What Lucas may or may not have been planning back then has been rendered largely irrelevant by Acolyte's grabbing on to that ambiguity and making it very solidly canonical.
Someone lurking in a cave entrance may be provocative but it still stops short of solid confirmation of anything. That the twins were apparently created by Aniseya does not exactly force us ( pun not intended ) into a conclusion regarding Anakin.
Because of this, it can now be strongly inferred that this is also how Anakin was made, through a similar process that Palpatine learned through Plagueis before the former killed the latter.
Plagueis doing it himself makes more sense than Palpatine doing it.
 
Huh - Now THAT is an interesting take. I honestly never considered that Plagueis himself would have been responsible for creating Anakin and not Palpatine. I always assumed (possibly incorrectly) that it was Palpatine. That would neatly explain his focus on training Maul as his apprentice, leading up to Anakin's discovery on Tatooine by the Jedi.

I'm not familiar with the timeline there.

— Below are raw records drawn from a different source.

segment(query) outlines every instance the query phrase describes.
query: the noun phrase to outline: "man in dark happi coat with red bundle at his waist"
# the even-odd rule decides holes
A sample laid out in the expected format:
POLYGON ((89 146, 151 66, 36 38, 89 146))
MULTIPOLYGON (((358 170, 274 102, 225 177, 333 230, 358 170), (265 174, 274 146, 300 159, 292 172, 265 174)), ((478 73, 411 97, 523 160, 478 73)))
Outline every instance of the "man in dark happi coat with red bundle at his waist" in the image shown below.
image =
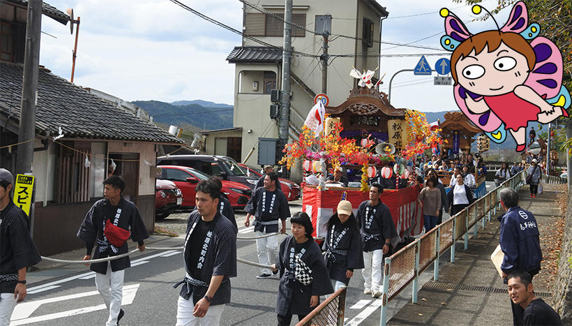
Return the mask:
MULTIPOLYGON (((126 240, 129 235, 133 242, 137 242, 137 249, 144 251, 143 240, 149 237, 149 233, 139 209, 133 202, 121 196, 125 181, 121 177, 112 175, 103 181, 103 186, 105 199, 93 204, 77 232, 77 237, 86 243, 84 260, 91 259, 94 244, 96 252, 93 253, 93 259, 127 253, 126 240)), ((123 317, 124 311, 121 309, 123 277, 128 267, 131 267, 128 256, 109 262, 96 262, 89 267, 96 272, 96 288, 110 311, 107 326, 118 325, 123 317)))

Does Anakin's birth coincide within ~9 months of Palpatine removing Plagueis from the board? If it tracks, time-wise, then this is a much more plausible series of events.
 
The suggestion is that Anakin is the response from the Force to Plagueis' attempts to create life. The Sith created an imbalance and the Force responded by making Anakin, elsewhere.
 
I never minded the Force possible creative aspect, but I do disagree with Palpatine as causing Anakin. If he did from knowledge from Plagueis then the knowledge to stop people from dying would not be his carrot to Anakin.

While I don't know the timeline, I imagine Palpatine was working to usurp his master and did so shortly before the Naboo Crisis.